Lately, I’ve found myself struggling with self-loathing. It’s hard to say aloud or even to type, in part because putting a label to the hollow, aching feeling I get in my stomach when I think about it makes me feel guilty. Guilty for having these melodramatic feelings when so much worse could be happening to me. Guilty for my failure as a feminist, embracing the culture of body positivity for every body but the one I own. Guilty for the body I’m trying so desperately not to hate, because it is a shape of my own making. Guilty that I find it difficult to love myself today.

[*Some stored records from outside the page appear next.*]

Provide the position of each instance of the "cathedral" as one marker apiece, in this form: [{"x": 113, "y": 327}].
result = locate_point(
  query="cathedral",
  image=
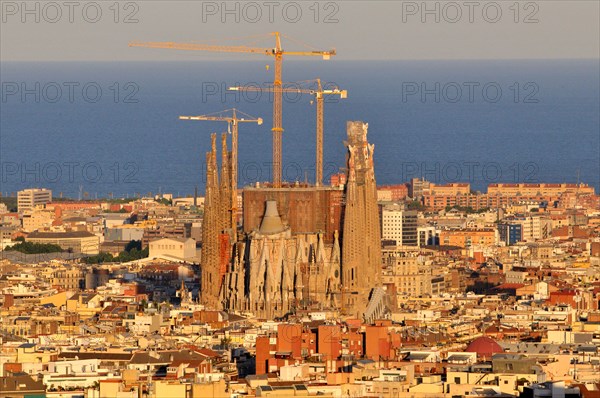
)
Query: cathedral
[{"x": 321, "y": 253}]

There’s no wrong way to have a body. – Glenn Marla
I have never been, and honestly will likely never be, a skinny woman. The women in my family are built with curves and, even at my thinnest, I’d have to cut bones off to be a size six. I’m a long way from that now, though. I’ve gone from plump, to fat, to obese. Some of my weight gain can be attributed to when I cycled back into depression a few years ago (hello, eating my feelings). And some that I can probably lay at the feet of the medication I use to keep my brain chemistry in check.

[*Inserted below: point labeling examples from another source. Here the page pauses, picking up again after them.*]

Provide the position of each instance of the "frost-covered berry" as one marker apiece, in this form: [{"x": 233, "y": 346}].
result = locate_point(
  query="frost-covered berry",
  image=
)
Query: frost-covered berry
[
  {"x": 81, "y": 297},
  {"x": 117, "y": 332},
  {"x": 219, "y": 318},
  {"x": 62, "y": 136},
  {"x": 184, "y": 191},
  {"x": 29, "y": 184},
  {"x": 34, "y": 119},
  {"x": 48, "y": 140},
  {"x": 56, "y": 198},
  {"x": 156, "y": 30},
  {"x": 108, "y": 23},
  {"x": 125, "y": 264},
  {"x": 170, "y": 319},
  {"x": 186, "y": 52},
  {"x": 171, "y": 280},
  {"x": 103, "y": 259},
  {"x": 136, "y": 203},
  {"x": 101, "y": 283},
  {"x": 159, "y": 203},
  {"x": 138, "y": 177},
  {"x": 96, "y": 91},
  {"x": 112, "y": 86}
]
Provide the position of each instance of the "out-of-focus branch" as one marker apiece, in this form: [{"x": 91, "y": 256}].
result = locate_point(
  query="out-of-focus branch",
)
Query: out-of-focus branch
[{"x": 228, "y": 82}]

Please don’t get me wrong, I’d rather be fat and happy than go back to a point where most mornings I’d wake up wondering if there was a point to getting up. Wondering whether I shouldn’t just hide under the covers and curl up around the empty feeling in my chest.
I’d like to be able to say I love myself and mean it–to stop looking at pictures of myself and recoiling in disgust. I’d like to put on my coat, to meet one of my many beautiful friends, without thinking, “Why am I such a fat, dumpy hag muffin?” I want to stop wondering what strangers are thinking about my body by imagining mean words in their heads, like like the ones I hear in mine. I want to end the burden of having to drown out the voice in my head that tries to tell me I don’t deserve food. Most of all, I’d like to feel strong and healthy again.

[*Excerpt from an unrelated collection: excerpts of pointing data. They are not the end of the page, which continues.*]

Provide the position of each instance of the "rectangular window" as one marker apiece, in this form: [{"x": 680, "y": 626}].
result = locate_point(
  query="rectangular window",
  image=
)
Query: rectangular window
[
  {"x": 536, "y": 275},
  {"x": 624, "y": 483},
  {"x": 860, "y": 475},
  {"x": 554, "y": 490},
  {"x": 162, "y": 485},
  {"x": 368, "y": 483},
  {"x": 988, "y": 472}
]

The last bit has been especially hard, because just when I started taking concerted steps to–at the very least–feel better about the way I view & treat my body (including to love myself unconditionally), I suffered a major setback. Perhaps seemingly small at first glance, but the repercussions have really started to add up. Just as I developed a satisfying morning workout routine, focused on getting back into the habit of exercising and on getting a little stronger every day, I badly injured my ankle at roller derby. Unfortunately, healing is taking longer than I’d hoped and therefore has become an additional challenge–as if I need discouragement. In one annoying accident, the ability to take the steps I’d planned to feel better about my body and finally believing I was making a sincere effort with hopes of seeing & feeling the results, have been squashed like an innocently grinning jack-o’-lantern in a garbage compressor.
In the meantime, I need to keep reminding myself that, even though I’m not rocking my roller skates or feeling it with the free weights, I am working on loving myself in other ways. I am trying to make healthier food choices. I am not letting self-doubt stop me from going out and spending time with my beautiful, kind friends who love me better than I can love myself right now. I am trying to treat myself with the same love, without the judgemental attitude, that I regularly extend to others.
It isn’t easy. There isn’t a quick fix. It’s a work in progress, and I just need to keep moving forward.